NVIDIA, in collaboration with the University of Maryland, has developed an artificial intelligence model called QUEEN, which has revolutionized the field of free-viewpoint video streaming with its outstanding performance. This technology allows users to experience 3D scenes from any angle, bringing unprecedented efficiency and visual quality to real-time reconstruction and streaming of dynamic scenes.
The QUEEN model stands out with its impressive data processing capabilities, achieving a training time of under 5 seconds and a rendering speed of about 350 FPS with a model size of only 0.7MB per frame. This combination of speed and visual quality opens up possibilities for immersive virtual reality experiences in media broadcasting of concerts and sports events, as well as instant replays of key moments.

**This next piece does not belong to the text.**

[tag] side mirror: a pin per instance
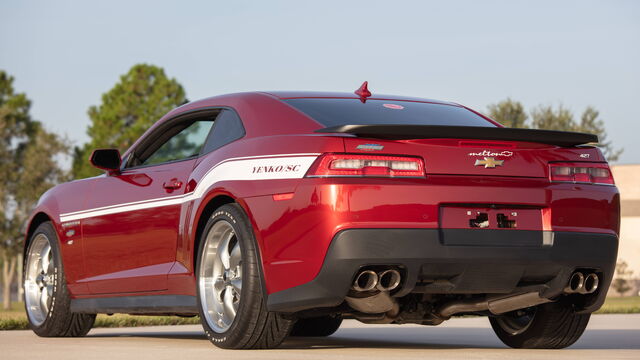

Shalini De Mello, head of research at NVIDIA, emphasized that QUEEN balances compression rate, visual quality, encoding time, and rendering time by simultaneously reconstructing and compressing 3D scenes, creating an optimized workflow that sets new standards for visual quality and streamability.
The innovation of the QUEEN model lies in its handling of both dynamic and static content. It focuses on reconstructing content that changes over time while reusing rendered static areas, thus saving computational time. This approach not only enhances efficiency but also supports streaming applications, making QUEEN faster in rendering visual effects compared to previous methods.
QUEEN has broad application prospects, ranging from immersive streaming applications and skill teaching to multi-angle viewing of sports events and remote operations in industrial environments, showcasing tremendous potential. The research team has also proposed a new framework for 3D Gaussian splatting, where QUEEN directly learns the Gaussian attribute residuals between consecutive frames at each time step without imposing any structural constraints, demonstrating high-quality reconstruction and generalizability.
To effectively store residuals, the team further proposed a quantization sparse framework, which includes a learned latent decoder for efficiently quantizing residuals of attributes outside Gaussian positions, as well as a learned gating module for sparsifying position residuals. This innovation allows QUEEN to outperform state-of-the-art online FVV methods across all metrics in various FVV benchmarks.
NVIDIA plans to open-source the QUEEN code to further advance the development of AI applications, marking an important progress in the field of video streaming. The launch of QUEEN provides new possibilities for content delivery and user engagement, heralding the future of AI-driven video streaming.